Artificial Intelligence in Agriculture (Jun 2023)
GxENet: Novel fully connected neural network based approaches to incorporate GxE for predicting wheat yield
Abstract
The expression of quantitative traits of a line of a crop depends on its genetics, the environment where it is sown and the interaction between the genetic information and the environment known as GxE. Thus to maximize food production, new varieties are developed by selecting superior lines of seeds suitable for a specific environment. Genomic selection is a computational technique for developing a new variety that uses whole genome molecular markers to identify top lines of a crop. A large number of statistical and machine learning models are employed for single environment trials, where it is assumed that the environment does not have any effect on the quantitative traits. However, it is essential to consider both genomic and environmental data to develop a new variety, as these strong assumptions may lead to failing to select top lines for an environment. Here we devised three novel deep learning frameworks incorporating GxE within the deep learning model and predicted line-specific yield for an environment.
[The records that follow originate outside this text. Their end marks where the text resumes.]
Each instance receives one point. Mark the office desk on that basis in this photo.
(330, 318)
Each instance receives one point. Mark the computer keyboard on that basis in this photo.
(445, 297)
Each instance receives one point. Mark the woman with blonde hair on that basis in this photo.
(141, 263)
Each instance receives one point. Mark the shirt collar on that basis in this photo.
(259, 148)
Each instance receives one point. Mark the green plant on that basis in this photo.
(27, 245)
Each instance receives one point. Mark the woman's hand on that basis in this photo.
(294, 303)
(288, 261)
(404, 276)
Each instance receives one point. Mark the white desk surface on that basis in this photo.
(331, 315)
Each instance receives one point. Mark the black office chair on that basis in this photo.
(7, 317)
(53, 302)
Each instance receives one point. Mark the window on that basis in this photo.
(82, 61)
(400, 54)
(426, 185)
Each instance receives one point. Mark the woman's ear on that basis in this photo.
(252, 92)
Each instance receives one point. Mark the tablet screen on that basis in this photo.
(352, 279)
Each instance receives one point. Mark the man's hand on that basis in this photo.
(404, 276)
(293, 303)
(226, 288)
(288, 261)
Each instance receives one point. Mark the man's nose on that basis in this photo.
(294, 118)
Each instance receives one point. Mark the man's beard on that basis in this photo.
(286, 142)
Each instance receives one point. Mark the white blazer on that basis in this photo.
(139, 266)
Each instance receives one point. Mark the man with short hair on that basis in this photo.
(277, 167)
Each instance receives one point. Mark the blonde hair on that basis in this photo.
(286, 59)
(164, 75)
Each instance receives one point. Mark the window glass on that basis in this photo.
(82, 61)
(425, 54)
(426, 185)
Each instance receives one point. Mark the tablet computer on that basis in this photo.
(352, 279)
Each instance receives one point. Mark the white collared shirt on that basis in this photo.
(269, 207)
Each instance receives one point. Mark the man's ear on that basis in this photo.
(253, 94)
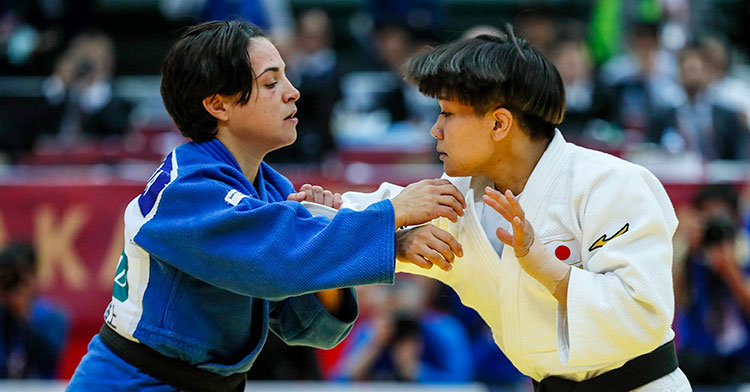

In the process, we also developed a new technique for identifying environment-specific markers that can be useful in many applications of environment-specific genomic selection. The result demonstrates that our best framework obtains 1.75 to 1.95 times better correlation coefficients than other deep learning models that incorporate environmental data depending on the test scenario. Furthermore, the feature importance analysis shows that environmental information, followed by genomic information, is the driving factor in predicting environment-specific yield for a line. We also demonstrate a way to extend our framework for new data types, such as text or soil data. The extended model also shows the potential to be useful in genomic selection.